Mehr als 100 Umweltaktivisten hat man in den letzten Jahren umbringen lassen, eines der prominentesten Opfer war Marielle Franco im März 2018. Viele Morde werden als Selbstmorde getarnt. Forscher, Journalisten und Künstler arbeiten unter starker Zensur. Kritische Menschen an zentralen Positionen wie beispielsweise Ricardo Galvão wurden entlassen. 2400 brasilianische Wissenschaftlicher leben derzeit im Ausland. Die Judikative ist vollkommen korrupt. Man braucht in Brasilien keine Beweise mehr, man braucht nur noch Zeugen. Die Stimmung ist sehr gefährlich für alle, die sich für Demokratie, Aufklärung, Gleichberechtigung und die Rechte der Indigenen einsetzen.
Was bedeutet Ihnen in dieser Situation die Verleihung des Bayerischen Naturschutzpreises durch den BUND Naturschutz?
Der Preis der ältesten und größten deutschen Umweltorganisation bedeutet mir sehr viel – und die Auszeichnung wird auch im Ausland wahrgenommen. Ich bin kein Unbekannter mehr. In Brasilien kann ich mich zwischen meinem Haus und der Universität nicht ohne Begleitschutz bewegen, ich habe im Wahlkampf Morddrohungen erhalten, und sogar meine Schwester wurde bedroht.
Ich habe lange überlegt, ob ich überhaupt nach Brasilien zurückkehren soll oder ob ich nicht von Europa aus mehr bewirken kann. Aber ich möchte meinen Job an der UFFS, der Federal University of Southern Frontier, die ich vor zehn Jahren mitbegründet habe, nicht verlieren.

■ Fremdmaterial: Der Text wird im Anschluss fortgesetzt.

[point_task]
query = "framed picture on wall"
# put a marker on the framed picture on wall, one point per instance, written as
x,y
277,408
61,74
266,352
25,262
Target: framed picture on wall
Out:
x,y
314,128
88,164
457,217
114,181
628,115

In der Wissenschaft habe ich gelernt, dass man nicht aufgeben darf. Unsere Universität hat 10 000 Studenten, mit einem hohen Anteil an Indigenen. Wir haben fast 1400 Menschen eingestellt, darunter rund 700 Professoren. Ich möchte dort miterleben, wie die erste Professorin für Agrarökologie aus unserer Universität hervorgeht.
Das Rachel Carson Center in München ist eine unabhängige Institution, gegründet 2009 als ein Gemeinschaftsprojekt der Ludwig-Maximilians-Universität und des Deutschen Museums. Als Zentrum für Forschung und Bildung in Umwelt-, Geistes- und Sozialwissenschaften fördert es die internationale und interdisziplinäre Zusammenarbeit rund um das Thema Mensch und Natur.